Historical incidents from our systems:
{context}
Current incident:
{description}
Provide:
1. Most likely root cause
2. Recommended remediation steps
3. Estimated time to resolve
4. Customer communication draft
"""
response = groq_client.chat.completions.create(
model="llama3-8b-8192",
messages=[{"role": "user", "content": prompt}]
)
return parse_analysis(response.choices[0].message.content)
Without Hindsight, the LLM reasons from general training data — useful but generic. With recall in the context window, it reasons from your team's actual resolution history. That's a meaningfully different output.
A Real Example: Before and After
Here is the actual example incident from the project:
"Stripe webhook processing is timing out during invoice creation. Payments are delayed and subscriptions are not being activated."
Without memory (generic LLM response):
- Root cause: "Possible network issues, third-party API downtime, or misconfigured webhook endpoint"
- Fix: "Check Stripe dashboard, review webhook logs, verify endpoint availability"
With Hindsight memory (after incident history has accumulated):
- Root cause: "Database latency caused webhook processing to exceed timeout limits. Same signature seen in previous incidents — high read latency during subscription renewal batches."
- Fix: "Optimize database queries on the invoices table. Increase webhook timeout in Stripe dashboard. Move heavy invoice processing to async workers."
- Customer update: "We are aware of delays affecting payment processing and subscription activation. Our team has identified the root cause and is applying a fix. Service will be fully restored shortly."
The second response references your team's actual past patterns and recommends fixes your team has already validated. That only happens because memory is genuinely wired into the reasoning loop — not bolted on as an afterthought.
What I Learned Building This
Retain at resolution, not at creation. When an incident opens, you don't know the root cause. Retain after close, when you have symptoms, root cause, and resolution all in one place. Storing incomplete data early pollutes the memory bank with noise.
Metadata filtering is not optional. Without scoping recalls by service and severity, a P1 database outage and a P3 CSS bug surface each other. The signal-to-noise ratio matters enormously at 2 AM. The metadata field in retain is what makes recall precise.

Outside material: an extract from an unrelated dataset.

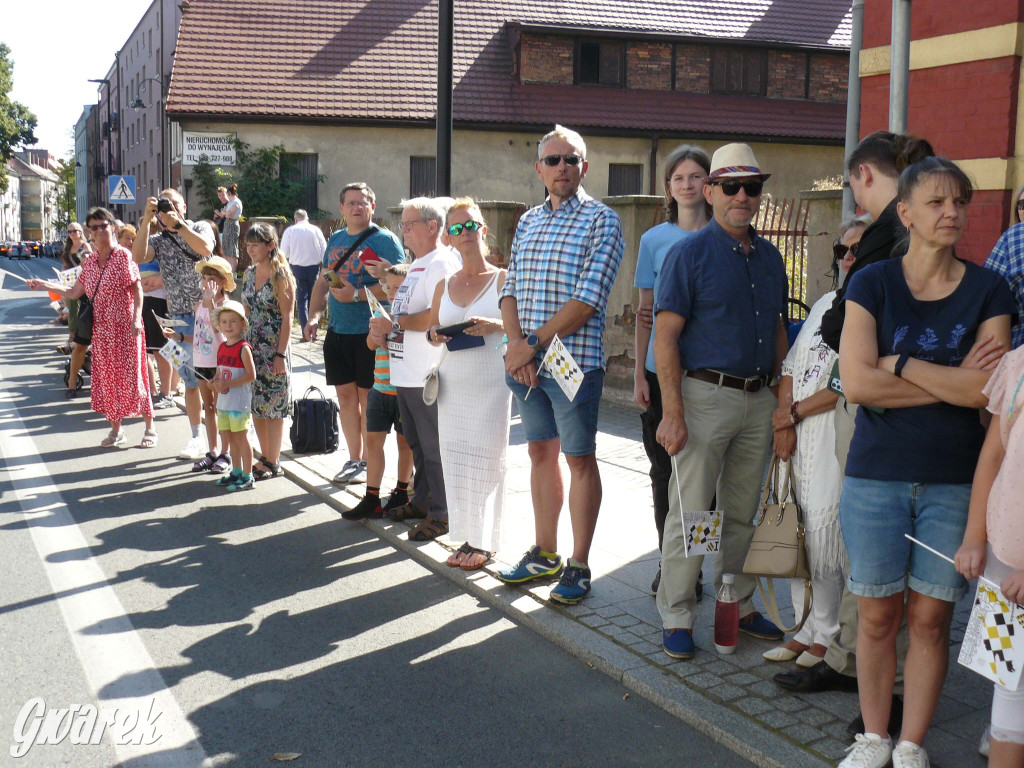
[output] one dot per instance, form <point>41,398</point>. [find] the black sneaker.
<point>396,499</point>
<point>369,508</point>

Seed data is a forcing function. I built seed_data.py to pre-populate Hindsight with representative incident patterns — connection pool exhaustion, pod OOMKills, payment processor timeouts — before real history accumulated. Writing those seeds forced me to define the memory schema early. Worth doing even if you overwrite everything later.
Context beats parameters. A smaller model with relevant organizational context in its prompt outperformed larger models reasoning from general training data alone. Memory quality matters more than model size.
Where This Goes
The live frontend is at https://on-call-copilot.vercel.app and the backend at https://on-call-copilot.onrender.com. The next step is proactive recall — as anomaly signals come in from observability tooling, the agent checks Hindsight for matching historical patterns before the alert even pages someone.
Every incident your team resolves is a piece of institutional knowledge. The question is whether it lives in someone's head, in a runbook nobody reads, or in a system that surfaces it at 2 AM when you actually need it. Building the backend for On-Call Copilot made one thing clear: the memory layer isn't a feature. It's the foundation everything else depends on.